Also remember federal trademark law gives a lot of weight to "first file"
rather than "first use". So if another company files a registered TM on the
same name YOU have to fight to stop them (and lose pretty much all legal
rights over the name for the duration) & there is no guarantee to win - even
if you used the name first :)

------
ErrantX
> How do you trademark your web app?

tough question to answer w/o specifics. trademarking the name of your app is
moderate to hard (unless it is very unique). Specific technology (e.g.
somethign it is built with) that is _unique_ you can trademark the name for
even easier. Trademarks usually take a while to process.

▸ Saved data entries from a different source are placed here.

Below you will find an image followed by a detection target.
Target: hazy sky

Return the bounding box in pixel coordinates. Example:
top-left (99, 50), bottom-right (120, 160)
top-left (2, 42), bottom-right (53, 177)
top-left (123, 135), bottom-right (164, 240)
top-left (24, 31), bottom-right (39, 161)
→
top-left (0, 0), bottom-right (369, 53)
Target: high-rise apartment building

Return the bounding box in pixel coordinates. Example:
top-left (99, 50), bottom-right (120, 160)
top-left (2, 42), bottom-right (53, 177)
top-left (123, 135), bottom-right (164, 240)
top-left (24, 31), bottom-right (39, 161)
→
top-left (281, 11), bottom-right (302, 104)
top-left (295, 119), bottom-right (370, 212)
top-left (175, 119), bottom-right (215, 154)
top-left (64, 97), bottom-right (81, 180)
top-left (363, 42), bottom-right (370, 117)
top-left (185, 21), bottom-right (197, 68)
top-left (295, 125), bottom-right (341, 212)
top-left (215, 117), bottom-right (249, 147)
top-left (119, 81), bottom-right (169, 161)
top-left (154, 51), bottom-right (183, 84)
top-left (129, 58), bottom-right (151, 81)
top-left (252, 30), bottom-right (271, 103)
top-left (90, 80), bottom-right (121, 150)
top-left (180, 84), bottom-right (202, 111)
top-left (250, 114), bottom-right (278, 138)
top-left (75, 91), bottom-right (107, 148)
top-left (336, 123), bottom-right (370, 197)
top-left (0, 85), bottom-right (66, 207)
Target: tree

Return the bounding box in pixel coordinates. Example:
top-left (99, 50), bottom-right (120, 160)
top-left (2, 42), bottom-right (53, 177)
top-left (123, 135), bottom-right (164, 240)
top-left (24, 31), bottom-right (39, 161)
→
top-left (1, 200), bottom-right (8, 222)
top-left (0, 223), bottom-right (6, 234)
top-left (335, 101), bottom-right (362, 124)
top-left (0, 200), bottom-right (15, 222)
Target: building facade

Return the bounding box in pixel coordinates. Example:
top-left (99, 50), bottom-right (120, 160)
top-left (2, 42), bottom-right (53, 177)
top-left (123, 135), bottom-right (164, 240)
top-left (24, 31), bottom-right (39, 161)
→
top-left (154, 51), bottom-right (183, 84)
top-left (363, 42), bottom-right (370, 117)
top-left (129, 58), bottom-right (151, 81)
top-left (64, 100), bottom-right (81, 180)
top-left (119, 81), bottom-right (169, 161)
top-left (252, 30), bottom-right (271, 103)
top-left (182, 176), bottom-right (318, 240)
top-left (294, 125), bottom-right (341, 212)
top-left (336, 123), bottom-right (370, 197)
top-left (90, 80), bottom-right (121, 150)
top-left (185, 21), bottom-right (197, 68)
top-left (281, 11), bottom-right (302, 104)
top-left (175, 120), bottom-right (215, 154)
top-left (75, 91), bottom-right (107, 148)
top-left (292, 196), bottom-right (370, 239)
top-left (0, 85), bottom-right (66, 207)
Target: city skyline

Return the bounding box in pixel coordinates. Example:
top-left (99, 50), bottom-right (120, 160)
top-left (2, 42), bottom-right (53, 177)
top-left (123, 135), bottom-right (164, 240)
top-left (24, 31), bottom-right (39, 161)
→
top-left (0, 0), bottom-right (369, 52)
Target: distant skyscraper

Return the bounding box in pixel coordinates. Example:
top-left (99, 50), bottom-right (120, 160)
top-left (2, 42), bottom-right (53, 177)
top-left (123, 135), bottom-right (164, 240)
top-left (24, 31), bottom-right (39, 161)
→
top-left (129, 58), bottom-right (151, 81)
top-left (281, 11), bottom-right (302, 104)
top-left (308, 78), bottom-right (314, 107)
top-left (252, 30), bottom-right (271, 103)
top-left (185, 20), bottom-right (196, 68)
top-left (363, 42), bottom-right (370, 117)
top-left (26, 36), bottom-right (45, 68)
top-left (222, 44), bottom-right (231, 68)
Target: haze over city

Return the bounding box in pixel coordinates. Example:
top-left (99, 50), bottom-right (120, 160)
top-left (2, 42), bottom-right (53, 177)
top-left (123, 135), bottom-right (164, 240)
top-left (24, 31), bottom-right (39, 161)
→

Also in the US they like it to be used commercially for a while before an
application.

If you have a super wicked new way of doing something then you can Patent the
technology (which protects the IP of the "idea" rather than just the name).

> Do you have to get it trademarked in different countries?

Yes. In the UK it is easy. The US I think it is easy too: take a peek at the
US patents and trademarks site.

> Is it important to get one?

Probably not. People Trademark names like the Iphone etc. stuff that is likely
to be ripped off. Is someone likely to open up a similar web app with the same
name? remember that is pretty much all Trademarking covers you on. You cant
trademark the idea so a web app with the same functionality and a totally
seperate name isnt affected by any trademarks you hold (that is where Patents
and IP law comes in).

I wouldnt like to give any firm answer w/o knowing anything else.

And as usualy this advice is _not_ legal advice - just stuff I picked up from
our dealings in these matters :)

EDIT: pg's post reminded me to add - I am talking about registered trademarks
here, not just the "slap a tm on" type :)